“Don’t be,” I said. “It feels like ages ago.”
Feeling Vanessa’s hand on mine somehow enabled me to see a level deeper into her expression, which was only in part sympathetic and warm, for at a lower frequency, barely perceptible, quivered something imploring, naked, and raw. I had left her dangling alone for a moment, on the cusp of my words, and I felt the urge to draw her back to me.
“I have no relationship,” I said. “I have nothing to go to, and it’s a good thing.”
“What happened to you guys?”
“Fate, of course.” I tried to sound cheerful. “When love goes wrong, fate is always the culprit.”
“And when love goes right?”
“That might be fate too, but in that case, we don’t like to give her any credit. We say it’s all our own doing; we attribute it to our own truthfulness and trust and commitment.”
“Yeah, but some people credit destiny.” Vanessa had a slight smile on her face, which I now suspected to be a constant aspect of her countenance that had less to do with me than with habit. She removed her hand from mine, to push up her glasses and then pick up her spoon.
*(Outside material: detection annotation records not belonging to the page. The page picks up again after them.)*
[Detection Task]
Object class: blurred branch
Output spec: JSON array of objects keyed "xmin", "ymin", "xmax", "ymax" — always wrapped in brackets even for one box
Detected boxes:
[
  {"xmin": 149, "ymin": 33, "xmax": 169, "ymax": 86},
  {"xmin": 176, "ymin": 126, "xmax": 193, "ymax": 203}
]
“That’s just how they explain it to other people,” I said. “When they are together, there are no dreamy illusions; they expect, even demand, honesty and fidelity and all that stuff. They know that they are the ones giving themselves. They’re the ones taking all the risks and stuff, not destiny.”
“Your cheeks are getting red,” Vanessa said.
“It’s the wine,” I said, conscious that I inexplicably kept using the word “stuff.”
“Me too,” she said. “It’s starting to catch up with me.”
Later, when the bill came, Vanessa once again seemed to have no interest in the cost. I over-tipped the waitress, who without bothering to count the money thanked me sweetly. I had an idea that even if I’d given her nothing at all, she would have acted in the same manner.
When we stood up from the table, Vanessa touched my shoulder, brought her face closer to me, and said that she’d be back in a minute. I watched her steer her way between the tables and chairs, which were mostly unoccupied, and disappear around a corner.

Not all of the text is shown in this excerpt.